Aus Vergangenheit folgt Dankbarkeit

In Psalm 103 werden wir mit dem Satz „Vergiss nicht, was er dir Gutes getan hat“ aufgefordert, auf das gute Wirken Gottes in unserm Leben zu sehen. Der Blick auf Jesus Christus und sein Kommen zu uns Menschen lässt Christen einen Grundton der Dankbarkeit und der Freude in ihrem Leben haben.

Aus Vergangenheit folgt Bescheidenheit

Paulus schrieb in Phil 3, 13: „Ich vergesse, was dahinten ist, und strecke mich aus nach dem, was da vorne ist“. Es gibt Dinge in unserem Leben, die können wir nicht vergessen, an deren Folgen tragen wir vielleicht sogar ein Leben lang. Paulus ist aber wichtig (Phil 3,12): „Nicht, dass ich‘s schon ergriffen hab!“ Meine Vergangenheit, meine Erfahrung ist nicht alles. Es gibt immer noch mehr und anderes als das, was mich und mein Leben geprägt hat.

Vergangenheit erklärt aber entschuldigt nicht

Manche Menschen entschuldigen sich ihr Leben lang mit Erfahrungen in ihrer Kindheit. Diese mögen manches erklären. Gottes Gnade ist aber immer größer als alle schweren Erfahrungen (vgl. 2. Mose 20,5-6) Die Vergangenheit ändert sich nicht mehr. Aber durch Gottes Barmherzigkeit ist Versöhnung mit der Vergangenheit angesagt und möglich.

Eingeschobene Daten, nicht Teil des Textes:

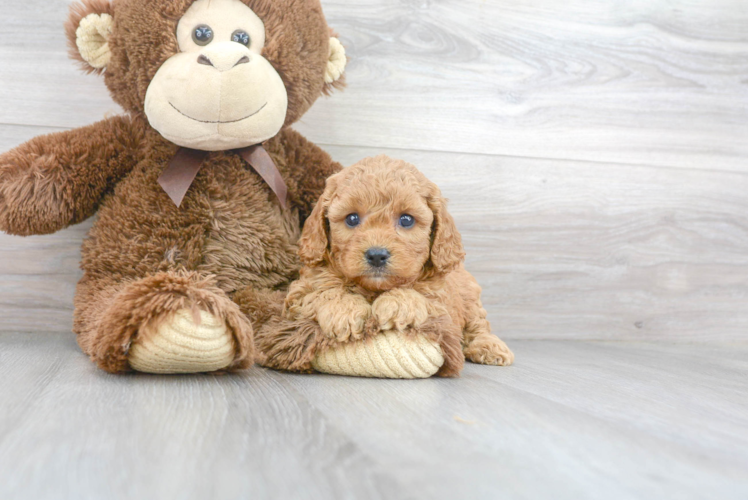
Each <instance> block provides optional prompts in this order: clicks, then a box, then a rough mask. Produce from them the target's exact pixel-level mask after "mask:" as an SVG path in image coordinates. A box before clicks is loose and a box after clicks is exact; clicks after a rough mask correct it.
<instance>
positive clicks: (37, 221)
mask: <svg viewBox="0 0 748 500" xmlns="http://www.w3.org/2000/svg"><path fill="white" fill-rule="evenodd" d="M142 128H143V127H142V126H136V125H134V123H133V121H132V120H131V118H129V117H127V116H117V117H113V118H109V119H106V120H104V121H101V122H98V123H95V124H93V125H89V126H88V127H84V128H79V129H75V130H67V131H64V132H58V133H56V134H50V135H46V136H40V137H37V138H35V139H32V140H31V141H29V142H27V143H25V144H22V145H20V146H18V147H17V148H15V149H13V150H11V151H8V152H7V153H4V154H2V155H0V230H2V231H5V232H7V233H10V234H17V235H21V236H28V235H32V234H49V233H54V232H55V231H59V230H60V229H63V228H65V227H67V226H69V225H71V224H77V223H79V222H82V221H84V220H85V219H87V218H88V217H90V216H92V215H93V214H94V213H95V212H96V209H97V208H98V205H99V203H100V201H101V200H102V199H103V197H104V195H105V194H106V193H107V192H108V191H109V190H110V189H112V188H113V186H114V184H115V183H116V182H117V181H119V179H121V178H122V177H123V176H124V175H125V174H127V172H129V171H130V170H131V169H132V168H133V167H134V166H135V165H136V163H137V161H138V154H139V148H138V143H139V141H140V137H141V135H142Z"/></svg>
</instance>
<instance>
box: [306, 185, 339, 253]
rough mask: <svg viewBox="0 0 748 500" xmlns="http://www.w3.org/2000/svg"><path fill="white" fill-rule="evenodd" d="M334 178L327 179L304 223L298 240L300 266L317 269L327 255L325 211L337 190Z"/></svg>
mask: <svg viewBox="0 0 748 500" xmlns="http://www.w3.org/2000/svg"><path fill="white" fill-rule="evenodd" d="M335 177H336V176H332V177H330V178H329V179H327V183H326V186H325V192H324V193H322V196H321V197H320V199H319V201H318V202H317V205H315V207H314V210H312V214H311V215H310V216H309V218H308V219H307V220H306V222H305V223H304V230H303V231H302V233H301V239H299V257H300V258H301V262H302V264H304V265H305V266H309V267H317V266H320V265H322V264H323V262H324V260H325V256H326V255H327V247H328V245H329V240H328V237H327V209H328V208H330V203H331V202H332V198H333V196H335V190H336V189H337V179H336V178H335Z"/></svg>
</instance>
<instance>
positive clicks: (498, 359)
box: [463, 334, 514, 366]
mask: <svg viewBox="0 0 748 500" xmlns="http://www.w3.org/2000/svg"><path fill="white" fill-rule="evenodd" d="M463 353H464V354H465V357H466V358H467V359H469V360H470V361H472V362H473V363H479V364H481V365H495V366H509V365H511V364H512V363H514V353H513V352H512V351H511V350H510V349H509V347H507V345H506V344H505V343H504V341H502V340H501V339H500V338H498V337H497V336H495V335H491V334H486V335H480V336H478V337H476V338H475V339H474V340H473V341H472V342H471V343H470V345H468V346H467V347H466V348H465V349H464V350H463Z"/></svg>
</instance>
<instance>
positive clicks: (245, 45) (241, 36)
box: [231, 30, 249, 47]
mask: <svg viewBox="0 0 748 500" xmlns="http://www.w3.org/2000/svg"><path fill="white" fill-rule="evenodd" d="M231 41H232V42H236V43H241V44H242V45H245V46H247V47H249V34H248V33H247V32H246V31H244V30H236V31H234V33H233V34H232V35H231Z"/></svg>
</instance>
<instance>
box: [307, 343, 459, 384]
mask: <svg viewBox="0 0 748 500" xmlns="http://www.w3.org/2000/svg"><path fill="white" fill-rule="evenodd" d="M443 364H444V354H443V353H442V349H441V347H439V344H437V343H436V342H433V341H431V340H428V339H427V338H426V337H424V336H423V335H420V334H418V335H415V336H404V335H403V334H402V333H401V332H394V331H386V332H382V333H380V334H379V335H376V336H374V337H370V338H367V339H364V340H358V341H354V342H348V343H345V344H339V345H336V346H333V347H331V348H329V349H326V350H324V351H322V352H320V353H317V355H316V357H315V358H314V360H313V361H312V366H313V367H314V369H315V370H317V371H318V372H322V373H330V374H333V375H350V376H354V377H378V378H403V379H414V378H428V377H431V376H432V375H434V374H436V372H438V371H439V368H441V366H442V365H443Z"/></svg>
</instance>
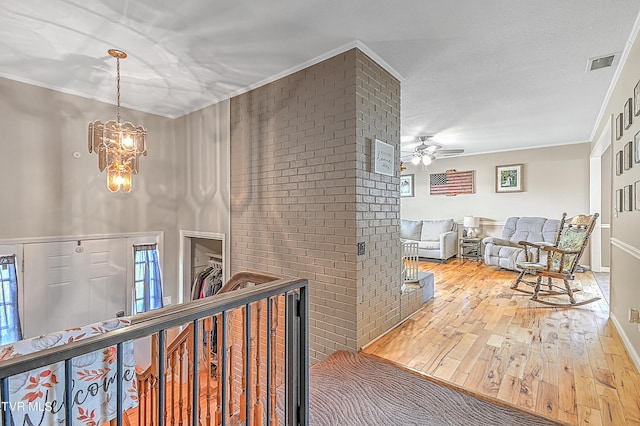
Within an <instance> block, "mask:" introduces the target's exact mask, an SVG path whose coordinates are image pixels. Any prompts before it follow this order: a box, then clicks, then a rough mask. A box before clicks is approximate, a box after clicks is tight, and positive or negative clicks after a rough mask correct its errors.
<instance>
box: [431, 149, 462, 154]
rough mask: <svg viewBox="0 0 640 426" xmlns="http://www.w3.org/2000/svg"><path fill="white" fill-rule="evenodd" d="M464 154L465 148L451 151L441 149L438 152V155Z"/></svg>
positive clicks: (444, 149)
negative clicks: (464, 150) (441, 154)
mask: <svg viewBox="0 0 640 426" xmlns="http://www.w3.org/2000/svg"><path fill="white" fill-rule="evenodd" d="M463 152H464V149H463V148H451V149H439V150H437V151H436V154H462V153H463Z"/></svg>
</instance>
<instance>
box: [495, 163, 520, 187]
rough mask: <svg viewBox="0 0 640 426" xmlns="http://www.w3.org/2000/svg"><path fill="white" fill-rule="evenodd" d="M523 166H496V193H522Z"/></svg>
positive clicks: (514, 165)
mask: <svg viewBox="0 0 640 426" xmlns="http://www.w3.org/2000/svg"><path fill="white" fill-rule="evenodd" d="M523 167H524V165H523V164H508V165H505V166H496V192H522V191H524V186H523V184H522V179H523V173H522V169H523Z"/></svg>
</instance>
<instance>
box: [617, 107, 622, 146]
mask: <svg viewBox="0 0 640 426" xmlns="http://www.w3.org/2000/svg"><path fill="white" fill-rule="evenodd" d="M621 137H622V113H620V114H618V116H617V117H616V140H619V139H620V138H621Z"/></svg>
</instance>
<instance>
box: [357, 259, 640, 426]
mask: <svg viewBox="0 0 640 426" xmlns="http://www.w3.org/2000/svg"><path fill="white" fill-rule="evenodd" d="M420 269H421V270H428V271H431V272H434V273H435V298H434V299H433V300H431V301H429V302H427V303H426V304H425V306H424V307H423V308H422V309H421V310H420V311H419V312H418V313H416V314H415V315H413V316H412V317H410V318H409V319H408V320H407V321H405V322H404V323H403V324H401V325H400V326H399V327H397V328H395V329H394V330H392V331H391V332H389V333H387V334H386V335H384V336H382V337H381V338H380V339H378V340H377V341H375V342H373V343H372V344H370V345H369V346H368V347H366V348H365V349H364V350H363V352H365V353H370V354H374V355H377V356H380V357H382V358H386V359H388V360H390V361H394V362H397V363H400V364H402V365H404V366H406V367H409V368H413V369H415V370H418V371H421V372H423V373H425V374H427V375H429V376H433V377H436V378H438V379H440V380H444V381H447V382H450V383H454V384H456V385H458V386H462V387H464V388H465V389H467V390H469V391H472V392H474V393H478V394H481V395H485V396H488V397H493V398H497V399H499V400H501V401H504V402H506V403H508V404H514V405H517V406H519V407H522V408H525V409H527V410H532V411H535V412H537V413H539V414H541V415H543V416H545V417H547V418H549V419H552V420H556V421H559V422H563V423H567V424H572V425H585V424H588V425H615V426H620V425H640V374H638V372H637V371H636V369H635V366H634V365H633V362H632V361H631V359H630V358H629V356H628V355H627V353H626V351H625V349H624V346H623V344H622V341H621V340H620V337H619V335H618V333H617V331H616V330H615V327H614V326H613V324H612V322H611V321H610V320H609V318H608V305H607V303H606V301H605V300H604V299H601V300H599V301H597V302H594V303H591V304H589V305H585V306H580V307H576V308H555V307H549V306H545V305H541V304H539V303H536V302H532V301H530V300H529V299H528V296H527V295H525V294H523V293H519V292H516V291H513V290H511V289H510V288H509V285H510V284H511V283H512V282H513V280H514V279H515V278H516V276H517V274H516V273H515V272H510V271H500V270H497V269H496V268H495V267H488V266H485V265H483V264H479V263H476V262H474V261H469V260H466V261H463V262H462V263H460V261H458V260H452V261H450V262H449V263H447V264H443V265H440V264H434V263H427V262H421V263H420ZM574 286H577V287H581V288H582V289H583V291H581V292H579V293H577V294H576V298H585V297H590V296H591V295H593V294H596V295H600V289H599V288H598V285H597V284H596V281H595V279H594V277H593V274H592V273H591V272H586V273H580V274H577V279H576V280H575V281H574Z"/></svg>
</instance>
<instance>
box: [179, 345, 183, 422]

Vergangenheit, die zwischen Menschen steht, sollte bereinigt werden

Manchmal „gärt“ auch Vergangenes im Miteinander und belastet oder zerstört Gemeinschaft. Jesus fordert uns heraus, dann den Weg der Versöhnung zu gehen: (Mt 5, 23f): „Darum, wenn du deine Gabe auf dem Altar opferst und dort kommt dir in den Sinn, dass dein Bruder etwas gegen dich hat, so lass dort vor dem Altar deine Gabe und geh zuerst hin und versöhne dich mit deinem Bruder, und dann komm und opfere deine Gabe.“

Es liegt eine gewisse Spannung zwischen „Vergiss nicht, was er die Gutes getan hat“ und „Ich vergesse, was hinter mir liegt“. Sowohl der Psalmbeter wie auch Paulus sind aber auf die Zukunft ausgerichtet. So sind wir herausgefordert uns nicht nur mit der Frage „Wo kommen wir her?“ sondern viel mehr noch mit der Frage „Wo gehen wir hin?“  zu befassen.


Neues wagen

Schon im Alten Testament spricht Gott (Jesaja 43,18-19): „Gedenkt nicht an das Frühere und achtet nicht auf das Vorige! Denn siehe, ich will ein Neues schaffen, jetzt wächst es auf, erkennt ihr’s denn nicht?“. Das Neue zu erkennen ist schwieriger als wir meist denken. Denn das wirklich Neue ist nicht nur eine Fortschreibung des Alten. Wir sind letztlich kaum fähig uns eine radikal andere Welt vorzustellen.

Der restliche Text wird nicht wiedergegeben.